Senate urged to ‘stand up’ for charities
10 August 2021 at 3:53 pm
Time is slowly running out for charities to secure support for a disallowance motion that would stop controversial new regulations coming into effect
Major charities have published an open letter pleading with the Senate to block the government’s contentious changes to charitable governance standards.
The Morrison government tabled new regulations in the Senate last Tuesday to amend the Australian Charities and Not-for-profits Commission’s (ACNC) governance standard 3, which would expand the reasons a charity can be deregistered for beyond serious offences to include more minor offences such as trespassing, theft, or vandalism.
The sector believes the proposal – which is part of a government crackdown on “activist organisations masquerading as charities” – could lead to charities being deregistered for something as simple as a staff member blocking a footpath at a public vigil.
If the Senate doesn’t pass a disallowance motion within 15 sitting days of their tabling, the regulations will come into effect.
The sector has now taken out a full-page newspaper advertisement in Tuesday’s Australian Financial Review calling on the Senate to “disallow these regulations and stand up for Australian charities”.
Signatory to the open letter are Anglicare Australia, St Vincent de Paul Society National Council of Australia, The Benevolent Society, Baptist Care Australia, UnitingCare Australia and Catholic Social Services Australia.
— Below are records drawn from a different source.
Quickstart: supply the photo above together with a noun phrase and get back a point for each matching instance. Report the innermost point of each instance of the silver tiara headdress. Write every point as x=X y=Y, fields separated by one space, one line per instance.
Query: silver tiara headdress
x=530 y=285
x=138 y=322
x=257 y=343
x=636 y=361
Lin Hatfield Dodds, CEO of The Benevolent Society, said the proposal limited freedom of speech for people working in the not-for-profit sector.
“With these regulations in place, the decision of one staff member to attend a rally could undo an entire charitable organisation, leaving clients without support,” Hatfield Dodds said.
“We shouldn’t have to operate under the weight of such severe consequences, or be afraid that our advocacy work for Australians or the decisions of a few could result in deregistration.”
Baptist Care Australia executive director Nicole Hornsby said the changes could have dire consequences for charitable advocacy.
“We are concerned that these proposed changes limit the capacity for charities to undertake legitimate and lawful advocacy,” Hornsby said.
“The breadth of their application to include such subjective measures as a belief that a charity may commit a minor offence is totally unreasonable.”
This isn’t the first full-page newspaper advertisement taken out by the sector in response to the issue.
In June, charities wrote an open letter to Prime Minister Scott Morrison urging him to abandon the reforms. The letter was published in The Australian.